Transit officials facing a $1.2 billion budget gap voted Wednesday for sweeping fare hikes and drastic service cuts that will boost the cost of a New York City subway ride by 25 percent to $2.50.
By two 12-1 votes, the Metropolitan Transportation Authority adopted a measure on fare hikes and another on service cuts, but only after some board members angrily denounced state lawmakers and Gov. David Paterson for failing to bail out the financially troubled agency.
Inside the board room, public transit advocates held up signs that said, "Gov. Paterson, Rescue Transit!" Elsewhere in the city, protesters organized a "call-a-thon" at Manhattan's busy Union Square for angry riders to phone state lawmakers.
In Albany, lawmakers were still trying to work out a deal to soften the blow for the 8.5 million commuters who use the MTA's bus, subway and rail lines on an average weekday. Legislation to impose a payroll tax in the greater New York City area and establish tolls over East River bridges has run into opposition in the capitol, especially among lawmakers from the city's outer boroughs.
Under the measures adopted by the MTA board Wednesday, the base subway and bus fare will rise from $2 to $2.50 and a 30-day MetroCard will cost $103, up from $81. Monthly and single-ride fares on the Long Island Rail Road and Metro-North will also rise an average of 23 percent.
The board also approved service cuts that include the elimination of some bus and subway routes. About 1,100 transit workers will be laid off. The layoffs amount to less than 2 percent of the agency's 69,000-strong work force, but more cuts are expected.
Drivers will also see higher tolls on MTA bridges and tunnels.

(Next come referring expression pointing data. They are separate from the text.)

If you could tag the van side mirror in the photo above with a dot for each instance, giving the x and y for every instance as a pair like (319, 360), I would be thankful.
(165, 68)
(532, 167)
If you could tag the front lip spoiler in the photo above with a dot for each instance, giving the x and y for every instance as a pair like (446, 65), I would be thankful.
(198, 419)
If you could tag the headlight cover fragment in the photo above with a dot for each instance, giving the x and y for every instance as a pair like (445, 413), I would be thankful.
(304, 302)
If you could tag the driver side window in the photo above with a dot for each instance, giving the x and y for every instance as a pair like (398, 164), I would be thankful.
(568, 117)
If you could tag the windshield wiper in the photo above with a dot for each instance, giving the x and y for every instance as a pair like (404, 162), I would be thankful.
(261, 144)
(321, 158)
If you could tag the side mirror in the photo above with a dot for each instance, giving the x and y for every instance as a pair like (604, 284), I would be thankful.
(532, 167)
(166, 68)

Mayor Michael Bloomberg urged unhappy commuters to complain to state lawmakers.
"When you see what's going to happen to your commuting costs, you should call your state legislators and say, 'I'm mad as hell, and I'm not going to take it anymore,"' he said Tuesday, invoking the famous line from the 1976 film "Network."
In New York City alone, 7.4 million people use 27 subway lines and 243 bus routes on an average weekday.
Bloomberg was in Albany on Wednesday to lobby for education funding but was expected to talk about transit issues.
Under the bailout plan stalled in Albany, transit riders, motorists and businesses would share the pain. Fares would rise 8 percent on average, drivers would pay to use the now-free East River and Harlem River bridges, and businesses in the MTA's 12-county region would be charged a payroll tax.
If there is no deal, the new subway and bus fares would take effect on May 31. New commuter rail fares would go into effect June 1, and the higher tolls would take effect in mid-July.
MTA officials blamed the authority's fiscal woes on the economic downturn. They said ridership is down and revenue from taxes on real estate transactions have fallen steeply. Through mid-March, the authority received $97 million in real estate taxes, $210 million less than it took in during the same period last year.
In a side note to the agency's budget woes, MTA board member Nancy Shevell came under fire from a New York City councilman for missing Monday's vote.
Shevell, who has been dating Paul McCartney, skipped the meeting Monday to attend a gala film opening in London with the ex-Beatle. She was present on Wednesday and voted for the fare increases and service cuts.
She is "someone who does not belong on the MTA board," said Councilman John Liu, chairman of the council's Transportation Committee.